Rejected ballots are listed on the Secretary of State’s website. “This website is not updated until after the election,” argues the lawsuit, meaning “it is too late” for the voter to respond.

The lawsuit states that the method is inaccurate and more likely to impact voters with disabilities that affect their handwriting, such as blind people.

The law “puts moderators – who are laypeople with no handwriting training – in the unenviable position of acting as handwriting experts,” the lawsuit argues. “There is no formalized statewide procedure for moderators to evaluate whether an absentee ballot envelope signature matches the signature used to apply for the absentee ballot.”

The lawsuit was filed against New Hampshire Secretary of State William Gardner, whose office oversees elections. Gardner declined to comment Wednesday as he had not seen the lawsuit, noting only that the process of comparing signatures has not changed in many decades. The state law establishing the procedure was codified in 1979, and existed before then.

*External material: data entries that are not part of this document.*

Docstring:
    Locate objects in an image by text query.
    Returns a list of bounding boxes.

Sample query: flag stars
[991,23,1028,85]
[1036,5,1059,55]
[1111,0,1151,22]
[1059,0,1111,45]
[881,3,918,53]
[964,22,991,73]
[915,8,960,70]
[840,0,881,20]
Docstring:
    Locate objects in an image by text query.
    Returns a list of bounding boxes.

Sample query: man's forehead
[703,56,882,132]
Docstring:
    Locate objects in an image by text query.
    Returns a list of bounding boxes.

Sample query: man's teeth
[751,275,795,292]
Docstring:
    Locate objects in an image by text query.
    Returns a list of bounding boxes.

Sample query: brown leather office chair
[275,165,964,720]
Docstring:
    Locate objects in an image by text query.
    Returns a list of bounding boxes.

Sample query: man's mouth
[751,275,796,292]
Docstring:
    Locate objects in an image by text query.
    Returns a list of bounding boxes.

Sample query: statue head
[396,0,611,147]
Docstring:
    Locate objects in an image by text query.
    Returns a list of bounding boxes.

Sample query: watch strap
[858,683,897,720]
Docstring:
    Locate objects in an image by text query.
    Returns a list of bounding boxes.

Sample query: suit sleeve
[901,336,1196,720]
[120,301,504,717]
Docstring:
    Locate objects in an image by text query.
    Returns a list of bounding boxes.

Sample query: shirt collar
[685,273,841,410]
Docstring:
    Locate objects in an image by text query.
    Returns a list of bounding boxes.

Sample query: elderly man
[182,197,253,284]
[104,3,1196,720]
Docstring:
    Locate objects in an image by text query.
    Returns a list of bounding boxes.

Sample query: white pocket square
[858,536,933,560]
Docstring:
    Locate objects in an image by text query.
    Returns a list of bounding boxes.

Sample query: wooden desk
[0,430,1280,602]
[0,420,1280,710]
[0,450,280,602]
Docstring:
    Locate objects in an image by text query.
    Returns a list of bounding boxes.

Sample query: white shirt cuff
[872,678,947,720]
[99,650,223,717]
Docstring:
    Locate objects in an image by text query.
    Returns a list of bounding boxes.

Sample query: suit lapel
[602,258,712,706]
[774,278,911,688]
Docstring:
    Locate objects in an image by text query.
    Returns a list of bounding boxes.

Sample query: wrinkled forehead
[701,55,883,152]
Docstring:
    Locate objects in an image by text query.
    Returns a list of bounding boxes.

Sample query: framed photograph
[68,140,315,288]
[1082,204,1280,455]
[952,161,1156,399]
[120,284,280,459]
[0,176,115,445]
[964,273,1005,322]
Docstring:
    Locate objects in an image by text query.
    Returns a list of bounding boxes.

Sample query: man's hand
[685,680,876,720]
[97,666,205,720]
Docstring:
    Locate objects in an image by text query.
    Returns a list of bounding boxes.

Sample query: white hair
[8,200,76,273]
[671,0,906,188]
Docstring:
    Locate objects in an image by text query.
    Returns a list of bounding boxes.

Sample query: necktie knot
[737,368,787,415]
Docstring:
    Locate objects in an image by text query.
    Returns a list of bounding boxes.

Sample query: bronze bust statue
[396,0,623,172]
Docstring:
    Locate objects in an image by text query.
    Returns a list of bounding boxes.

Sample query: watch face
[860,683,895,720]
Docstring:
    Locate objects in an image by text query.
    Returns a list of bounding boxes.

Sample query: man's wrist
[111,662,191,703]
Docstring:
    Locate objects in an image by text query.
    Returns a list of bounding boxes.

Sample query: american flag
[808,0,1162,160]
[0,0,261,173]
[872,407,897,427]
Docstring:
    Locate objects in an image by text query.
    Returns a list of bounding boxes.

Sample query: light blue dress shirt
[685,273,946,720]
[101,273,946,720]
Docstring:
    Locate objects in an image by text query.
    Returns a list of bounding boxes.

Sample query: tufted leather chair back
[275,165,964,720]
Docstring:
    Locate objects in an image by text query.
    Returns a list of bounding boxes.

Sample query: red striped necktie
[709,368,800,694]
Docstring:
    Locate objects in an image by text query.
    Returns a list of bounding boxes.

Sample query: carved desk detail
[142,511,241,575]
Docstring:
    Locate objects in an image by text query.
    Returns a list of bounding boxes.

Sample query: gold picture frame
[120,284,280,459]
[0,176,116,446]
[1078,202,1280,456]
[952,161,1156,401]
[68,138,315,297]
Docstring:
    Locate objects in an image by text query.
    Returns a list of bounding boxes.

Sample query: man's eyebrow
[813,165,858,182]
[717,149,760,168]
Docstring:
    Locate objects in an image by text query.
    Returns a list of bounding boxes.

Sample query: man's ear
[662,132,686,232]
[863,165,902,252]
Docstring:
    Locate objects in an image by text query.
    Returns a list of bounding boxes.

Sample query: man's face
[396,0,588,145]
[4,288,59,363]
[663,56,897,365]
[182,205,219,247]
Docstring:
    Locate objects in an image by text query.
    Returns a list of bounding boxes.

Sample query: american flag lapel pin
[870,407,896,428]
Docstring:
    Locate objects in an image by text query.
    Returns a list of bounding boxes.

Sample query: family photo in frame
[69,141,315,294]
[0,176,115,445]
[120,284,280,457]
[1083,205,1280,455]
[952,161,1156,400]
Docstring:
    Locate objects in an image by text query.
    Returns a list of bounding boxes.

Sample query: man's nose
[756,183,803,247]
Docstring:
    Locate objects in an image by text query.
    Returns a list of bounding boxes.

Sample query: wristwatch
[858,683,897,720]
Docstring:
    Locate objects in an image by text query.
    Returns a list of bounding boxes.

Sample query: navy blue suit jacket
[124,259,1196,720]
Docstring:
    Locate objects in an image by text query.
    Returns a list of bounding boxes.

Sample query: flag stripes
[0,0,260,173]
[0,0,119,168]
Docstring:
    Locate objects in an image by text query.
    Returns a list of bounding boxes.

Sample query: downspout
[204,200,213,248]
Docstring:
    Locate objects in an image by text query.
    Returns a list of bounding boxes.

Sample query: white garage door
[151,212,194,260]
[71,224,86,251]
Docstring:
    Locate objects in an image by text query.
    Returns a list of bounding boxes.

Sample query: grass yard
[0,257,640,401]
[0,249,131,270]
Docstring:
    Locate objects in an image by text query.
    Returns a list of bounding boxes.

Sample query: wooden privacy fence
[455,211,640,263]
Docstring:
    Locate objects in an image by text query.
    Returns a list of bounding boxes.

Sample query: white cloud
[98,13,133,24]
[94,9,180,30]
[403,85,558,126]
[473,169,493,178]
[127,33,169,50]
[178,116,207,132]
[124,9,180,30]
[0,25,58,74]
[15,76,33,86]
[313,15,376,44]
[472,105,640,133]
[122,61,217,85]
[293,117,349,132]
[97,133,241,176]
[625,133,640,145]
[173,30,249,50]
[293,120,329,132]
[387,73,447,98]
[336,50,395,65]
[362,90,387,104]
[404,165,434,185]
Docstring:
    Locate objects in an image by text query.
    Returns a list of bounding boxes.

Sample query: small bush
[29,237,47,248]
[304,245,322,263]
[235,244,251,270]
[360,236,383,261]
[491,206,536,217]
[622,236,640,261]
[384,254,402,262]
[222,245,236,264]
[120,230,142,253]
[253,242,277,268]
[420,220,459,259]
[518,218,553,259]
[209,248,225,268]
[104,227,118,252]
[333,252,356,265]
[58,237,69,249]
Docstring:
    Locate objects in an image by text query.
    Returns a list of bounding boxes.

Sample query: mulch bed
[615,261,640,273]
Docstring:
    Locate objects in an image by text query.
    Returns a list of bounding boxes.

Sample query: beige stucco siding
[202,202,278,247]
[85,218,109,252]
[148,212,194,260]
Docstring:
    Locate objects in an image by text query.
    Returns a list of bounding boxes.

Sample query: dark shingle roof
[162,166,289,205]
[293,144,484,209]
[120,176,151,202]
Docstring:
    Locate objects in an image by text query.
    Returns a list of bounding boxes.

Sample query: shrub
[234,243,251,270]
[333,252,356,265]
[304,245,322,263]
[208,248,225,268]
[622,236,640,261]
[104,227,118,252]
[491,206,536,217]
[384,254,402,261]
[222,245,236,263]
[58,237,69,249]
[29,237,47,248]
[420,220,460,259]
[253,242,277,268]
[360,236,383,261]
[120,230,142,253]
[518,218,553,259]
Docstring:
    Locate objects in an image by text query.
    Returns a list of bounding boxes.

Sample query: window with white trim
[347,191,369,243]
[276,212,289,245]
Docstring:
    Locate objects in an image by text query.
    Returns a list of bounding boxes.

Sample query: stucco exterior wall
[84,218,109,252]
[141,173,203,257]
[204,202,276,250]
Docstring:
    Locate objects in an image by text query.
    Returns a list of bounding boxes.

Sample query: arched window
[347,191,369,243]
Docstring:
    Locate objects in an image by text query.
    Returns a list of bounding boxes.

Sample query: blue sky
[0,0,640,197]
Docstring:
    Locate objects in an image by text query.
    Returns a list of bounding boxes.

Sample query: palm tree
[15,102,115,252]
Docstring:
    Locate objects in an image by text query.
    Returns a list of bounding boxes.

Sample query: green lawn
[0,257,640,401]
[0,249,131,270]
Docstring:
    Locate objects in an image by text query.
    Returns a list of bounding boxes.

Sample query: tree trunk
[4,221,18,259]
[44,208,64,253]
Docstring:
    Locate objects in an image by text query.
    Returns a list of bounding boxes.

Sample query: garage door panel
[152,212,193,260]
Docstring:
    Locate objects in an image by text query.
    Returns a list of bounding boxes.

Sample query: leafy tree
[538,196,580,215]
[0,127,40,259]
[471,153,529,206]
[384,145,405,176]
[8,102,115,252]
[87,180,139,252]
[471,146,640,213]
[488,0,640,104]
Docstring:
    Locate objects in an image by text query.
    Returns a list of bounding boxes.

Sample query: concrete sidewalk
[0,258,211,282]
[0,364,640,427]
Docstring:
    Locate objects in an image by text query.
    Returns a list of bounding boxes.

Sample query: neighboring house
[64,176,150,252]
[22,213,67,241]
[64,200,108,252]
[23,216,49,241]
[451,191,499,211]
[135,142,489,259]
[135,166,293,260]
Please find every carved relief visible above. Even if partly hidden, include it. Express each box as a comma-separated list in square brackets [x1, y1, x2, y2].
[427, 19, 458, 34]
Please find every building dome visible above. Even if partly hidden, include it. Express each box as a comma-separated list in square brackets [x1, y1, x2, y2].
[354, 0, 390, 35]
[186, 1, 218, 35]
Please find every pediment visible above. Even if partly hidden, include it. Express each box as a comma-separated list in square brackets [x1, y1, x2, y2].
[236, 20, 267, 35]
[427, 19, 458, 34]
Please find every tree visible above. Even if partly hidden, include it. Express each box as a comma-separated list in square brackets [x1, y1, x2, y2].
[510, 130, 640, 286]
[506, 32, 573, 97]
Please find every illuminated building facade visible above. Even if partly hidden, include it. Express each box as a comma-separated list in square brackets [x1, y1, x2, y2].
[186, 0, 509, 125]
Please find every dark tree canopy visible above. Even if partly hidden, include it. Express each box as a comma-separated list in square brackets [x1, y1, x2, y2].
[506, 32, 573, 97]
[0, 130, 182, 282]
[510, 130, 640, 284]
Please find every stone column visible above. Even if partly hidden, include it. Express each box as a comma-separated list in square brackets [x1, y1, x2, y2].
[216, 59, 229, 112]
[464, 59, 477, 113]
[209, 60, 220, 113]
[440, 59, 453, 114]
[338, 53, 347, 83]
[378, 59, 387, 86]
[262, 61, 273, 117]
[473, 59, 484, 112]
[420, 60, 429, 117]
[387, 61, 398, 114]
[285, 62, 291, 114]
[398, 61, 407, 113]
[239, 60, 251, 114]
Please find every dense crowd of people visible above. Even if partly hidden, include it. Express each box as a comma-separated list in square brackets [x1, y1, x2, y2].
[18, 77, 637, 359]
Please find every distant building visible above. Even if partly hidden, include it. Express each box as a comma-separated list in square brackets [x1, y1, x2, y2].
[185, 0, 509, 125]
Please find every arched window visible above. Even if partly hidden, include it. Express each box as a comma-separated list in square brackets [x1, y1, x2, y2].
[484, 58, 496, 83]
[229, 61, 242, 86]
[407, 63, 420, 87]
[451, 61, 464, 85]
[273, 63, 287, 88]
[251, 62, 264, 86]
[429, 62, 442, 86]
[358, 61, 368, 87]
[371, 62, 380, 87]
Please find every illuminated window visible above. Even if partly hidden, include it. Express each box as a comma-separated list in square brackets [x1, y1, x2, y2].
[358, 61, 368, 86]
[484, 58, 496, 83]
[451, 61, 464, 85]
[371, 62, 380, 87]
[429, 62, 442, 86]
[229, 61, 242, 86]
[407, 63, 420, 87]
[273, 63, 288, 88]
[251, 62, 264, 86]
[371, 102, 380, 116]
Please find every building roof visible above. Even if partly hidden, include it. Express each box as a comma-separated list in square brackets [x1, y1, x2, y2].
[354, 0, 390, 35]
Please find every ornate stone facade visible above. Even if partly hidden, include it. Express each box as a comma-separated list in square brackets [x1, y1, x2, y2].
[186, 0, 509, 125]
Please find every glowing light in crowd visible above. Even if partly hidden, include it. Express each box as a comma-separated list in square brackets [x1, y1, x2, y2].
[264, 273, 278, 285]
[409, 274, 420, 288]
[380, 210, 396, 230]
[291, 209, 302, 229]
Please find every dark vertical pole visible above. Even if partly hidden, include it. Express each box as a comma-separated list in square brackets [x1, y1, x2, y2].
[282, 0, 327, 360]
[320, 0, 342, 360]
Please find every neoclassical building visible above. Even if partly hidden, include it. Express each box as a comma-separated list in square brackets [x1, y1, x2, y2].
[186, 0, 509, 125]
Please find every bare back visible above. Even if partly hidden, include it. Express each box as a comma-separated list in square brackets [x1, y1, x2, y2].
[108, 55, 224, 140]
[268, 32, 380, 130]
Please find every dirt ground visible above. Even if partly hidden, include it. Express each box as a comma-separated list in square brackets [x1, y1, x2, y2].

The lawsuit names three people who say their absentee ballots were rejected in the 2016 general election: Mary Saucedo, 94, of Manchester, who is blind and gets assistance filling out ballots; Maureen Heard of Derry, who was out of town on polling day; and Thomas Fitzpatrick of New Hampton, who was also out of town on polling day. The suit says none were aware their ballot had been rejected until approached by the ACLU.

The suit says that over the past five years “more than 500” voters have had absentee ballots rejected because of questions about the signature.

It asks that the law regarding comparison of signatures be declared unconstitutional and that the state be enjoined from enforcing it. It also asks that all ballots voided under the procedure in the 2016 general election be counted.

It does not suggest an alterative procedure. Bissonnette said the ACLU believes voters should be notified of disallowed absentee ballots in time to respond before the final tally is given.

During the 2016 general election, 75,305 voters cast absentee ballots in New Hampshire, about 10 percent of the total 755,850 ballots cast.